Barbara: Well, the way she talks came from Devereaux and the little clip that I saw of his grandma, and then I worked on that kind of accent and dialect. And once he said ‘yeah you’re finding her,’ I was able to tap into a rhythm that was antithetical to my own upbringing, which is Kentucky. But things like the way Karen would work her mouth, that specifically came from my grandmother Kingsley who’s dentures didn’t fit. The kind of limp came from watching my great grandmother James who had terrible varicose veins and a bad hip. I don’t know if you could really tell him a film, Karen did a lot of humming under her breath, a lot of Christmas carols and stuff like that. The Christmas Carol aspect of Christmas music came from Devereaux, but my husband’s mother, who played Eulis in the film, my real husband, his mother had a tendency to sit and sort of rubber fingers together. She would just hum and hum and that was kind of how she’d spend a lot of her time which I thought was kind of cool. So it’s a cobbling together of those things. When we were talking wardrobe, I was specific about I’d like wool, baggy socks so my toes can wiggle in there and I would like a boot that is too big for me so it creates a shuffle naturally. So, kind of a combo but after 46 years on stage, you know, you kind of drop in, you just kind of drop into those people… The weird thing is that there is nothing about me and the way I look or the way I live my life that would ever lead you to believe that there’s a Karen in there, because I’m an old hippie from the 70s, in a tie dye shirt, a pair of jeans.

Stephen D’Ambrose and Barbara Kingsley. Photo courtesy of Dark Star Pictures.
What was it like working with your husband to kind of create this villainous duo?

Barbara: If you think about the worst times in either spouses behavior, you kind of go ‘Yeah, I remember that night where you got so mad that you punched a wall or whatever it was. We’ve been married for 41 years. So, for Eulis and Karen, that was, again, it was even easy for me to go back to the relationship between my great grandmother and my great grandfather and even my mother and father and how they navigated how they talk to each other. We’ve done other projects where people didn’t even know we were married until we were done.

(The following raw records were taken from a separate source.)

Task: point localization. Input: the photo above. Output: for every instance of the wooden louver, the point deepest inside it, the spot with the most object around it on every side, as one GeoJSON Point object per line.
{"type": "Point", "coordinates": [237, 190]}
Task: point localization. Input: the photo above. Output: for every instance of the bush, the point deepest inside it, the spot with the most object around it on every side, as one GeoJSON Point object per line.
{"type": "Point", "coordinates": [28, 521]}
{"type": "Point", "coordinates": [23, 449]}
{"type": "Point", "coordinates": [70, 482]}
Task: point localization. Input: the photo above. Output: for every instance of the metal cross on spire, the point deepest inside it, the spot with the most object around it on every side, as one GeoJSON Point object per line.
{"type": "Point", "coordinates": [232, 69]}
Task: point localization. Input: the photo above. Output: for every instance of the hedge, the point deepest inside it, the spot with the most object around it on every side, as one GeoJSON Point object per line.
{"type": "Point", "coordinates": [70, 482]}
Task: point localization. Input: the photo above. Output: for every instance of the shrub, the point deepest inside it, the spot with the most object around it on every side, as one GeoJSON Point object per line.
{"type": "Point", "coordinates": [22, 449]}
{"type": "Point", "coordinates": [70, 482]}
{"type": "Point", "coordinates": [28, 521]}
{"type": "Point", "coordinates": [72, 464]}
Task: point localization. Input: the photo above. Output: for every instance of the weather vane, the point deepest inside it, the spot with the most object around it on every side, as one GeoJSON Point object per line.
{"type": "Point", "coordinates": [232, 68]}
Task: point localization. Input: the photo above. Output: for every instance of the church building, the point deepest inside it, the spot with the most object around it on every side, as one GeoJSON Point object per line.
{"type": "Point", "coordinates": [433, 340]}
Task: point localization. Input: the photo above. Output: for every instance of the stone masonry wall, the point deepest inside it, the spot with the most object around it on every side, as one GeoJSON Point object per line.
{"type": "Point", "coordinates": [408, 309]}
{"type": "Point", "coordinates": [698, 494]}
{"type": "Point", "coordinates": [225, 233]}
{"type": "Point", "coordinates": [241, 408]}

Because he’s a D’Ambrose and I’m a Kingsley and it’s not like your agent or the casting person wants to pressure a client, by saying, ‘these two, you know, they’re married.’ Except, during COVID, occasionally we’d get a call, because they needed “real married couples.” I actually told Deveraux, I said, ‘My husband is an actor and if you’re seeing other people for Eulis, I’ll send you his picture and resume and you can let me know if he’s somebody you think might be right.’ Devereaux went, ‘Oh my gosh. He’s perfect.’

What exactly was it that created this hallucination type drug that kind of captured your victims?

Barbara: This is a real thing. Ergot is a blight disease. I’ve seen it more frequently on corn, even as a kid playing in the corn fields in Iowa and Illinois. And what it is is it’s a fungus. And when plants get this fungus you’re supposed to destroy them. Because if you eat them, they eventually screw with your brain. And in addition, this particular blight starts to atrophy the cells in the body. So there’s your beginning of your cautionary tale is that when they discovered that there was Ergot on their land, whether they knew what it was or not, their choice was to continue to harvest the green. And well, it killed the cattle… but it’s a very real thing.

Why is this movie called Honeydew? 

Barbara: Honeydew is the sap like thing that falls off the wheat. There’s a sap white sticky thing in the development of Ergot. And that’s as far as I understand. The thing about honeydew is it’s a little sticky attractive thing and so maybe it also draws them in as a double of metaphor.

(According to The American Phytopathological Society, honeydew is a sticky yellow sugary solution that is the first obvious sign of ergot infection. The Ergot shown in the film, mostly through Gunni, affects humans through muscle spasms, fever and hallucinations.) 

Jamie Bradley as Gunni. Photo courtesy of Dark Star Pictures and Bloody Disgusting.
Honeydew is available on VOD, Digital HD and DVD on April 13, 2021.